EPA Publishes Final Package of Combustion Rules, Now Begin Legal Challenges

Date: March 21, 2011

Source: News Room

The EPA has published in the March 21 Federal Register its final package of combustion rules including maximum achievable control technology (MACT) standards to cut air toxics from industrial boilers, which begins a 60-day period for challenges before they become effective on May 20. Widespread criticism of the rules is likely to lead to lawsuits from both industry and environmentalists who have actively criticized the rules especially the MACT for boilers that are "major" sources of air toxics and smaller "area" source boilers, and the other regulations. The suite of rules also includes new source performance standard (NSPS) to cut toxic emissions and other pollutants from solid waste incinerators, an NSPS for sewage sludge incinerators, and a rule defining non-hazardous solid waste, which determines whether facilities are subject to the boiler MACT or the NSPS. Environmentalists are likely to challenge key provisions of the boiler MACT and incinerator NSPS that allows sub-categorization, which sets varying emission standards based on the type of facility. On the other hand, Industry, Republicans and other critics warn that the proposed version of the boiler MACT would impose massive costs leading to thousands of job losses from a wide range of industries.

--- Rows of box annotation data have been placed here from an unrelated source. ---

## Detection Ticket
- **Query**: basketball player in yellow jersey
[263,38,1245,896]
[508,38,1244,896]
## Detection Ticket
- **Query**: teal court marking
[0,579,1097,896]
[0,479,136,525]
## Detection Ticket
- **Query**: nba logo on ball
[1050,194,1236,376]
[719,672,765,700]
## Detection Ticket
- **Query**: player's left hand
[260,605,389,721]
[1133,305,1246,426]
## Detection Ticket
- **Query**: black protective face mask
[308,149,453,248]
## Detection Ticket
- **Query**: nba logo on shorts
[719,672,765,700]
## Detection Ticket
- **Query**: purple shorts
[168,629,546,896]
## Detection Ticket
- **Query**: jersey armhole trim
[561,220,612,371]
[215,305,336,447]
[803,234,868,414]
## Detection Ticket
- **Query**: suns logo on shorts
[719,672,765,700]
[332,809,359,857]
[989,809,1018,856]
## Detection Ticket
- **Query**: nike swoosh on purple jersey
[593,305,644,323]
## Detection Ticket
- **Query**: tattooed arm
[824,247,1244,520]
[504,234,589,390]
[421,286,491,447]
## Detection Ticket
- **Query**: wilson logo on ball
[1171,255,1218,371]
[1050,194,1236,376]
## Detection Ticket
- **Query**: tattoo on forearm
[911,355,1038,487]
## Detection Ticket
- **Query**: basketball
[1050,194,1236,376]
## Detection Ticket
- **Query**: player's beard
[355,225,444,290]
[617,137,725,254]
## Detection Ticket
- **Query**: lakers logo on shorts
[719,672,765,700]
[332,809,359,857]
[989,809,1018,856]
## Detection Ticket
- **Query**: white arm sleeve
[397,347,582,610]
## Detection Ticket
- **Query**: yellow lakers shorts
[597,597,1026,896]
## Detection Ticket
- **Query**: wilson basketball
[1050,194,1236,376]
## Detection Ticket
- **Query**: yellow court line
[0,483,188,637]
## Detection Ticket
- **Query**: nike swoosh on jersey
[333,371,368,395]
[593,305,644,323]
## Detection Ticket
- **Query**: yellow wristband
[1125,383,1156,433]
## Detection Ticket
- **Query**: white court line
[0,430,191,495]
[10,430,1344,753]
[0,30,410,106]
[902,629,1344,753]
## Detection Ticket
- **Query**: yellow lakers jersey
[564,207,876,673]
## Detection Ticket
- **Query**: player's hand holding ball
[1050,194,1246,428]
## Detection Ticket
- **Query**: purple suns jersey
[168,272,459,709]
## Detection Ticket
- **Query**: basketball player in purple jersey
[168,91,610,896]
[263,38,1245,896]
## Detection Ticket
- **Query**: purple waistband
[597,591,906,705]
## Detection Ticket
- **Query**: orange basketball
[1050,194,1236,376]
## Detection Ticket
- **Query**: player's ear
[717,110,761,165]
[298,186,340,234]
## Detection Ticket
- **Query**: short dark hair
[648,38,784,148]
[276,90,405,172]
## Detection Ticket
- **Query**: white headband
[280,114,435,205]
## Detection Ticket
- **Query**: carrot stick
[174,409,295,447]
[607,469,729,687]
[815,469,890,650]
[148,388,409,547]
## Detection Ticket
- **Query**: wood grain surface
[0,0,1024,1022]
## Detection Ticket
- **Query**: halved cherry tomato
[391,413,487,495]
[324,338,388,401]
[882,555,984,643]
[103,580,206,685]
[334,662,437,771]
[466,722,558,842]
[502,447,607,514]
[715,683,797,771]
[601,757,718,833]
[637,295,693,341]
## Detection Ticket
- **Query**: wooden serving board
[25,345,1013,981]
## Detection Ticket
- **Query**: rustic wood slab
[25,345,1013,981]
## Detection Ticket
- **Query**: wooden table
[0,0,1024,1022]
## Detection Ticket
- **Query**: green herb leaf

EPA faced an original Jan. 21 court-ordered deadline to sign the final rules, and in order to give itself time to revise the rules to account for industry's data asked the U.S. District Court for the District of Columbia to extend that deadline until April 2012. The court however rejected that request, setting the hard Feb. 21 deadline for the agency to sign the final rules. Even with the tight deadline, EPA made major changes to the boiler MACT that it says will cut compliance costs by half, but the fixes and EPA's plan to reconsider the rule failed to appease industry's cost concerns and critics vowed to weigh legal options to challenge the rule.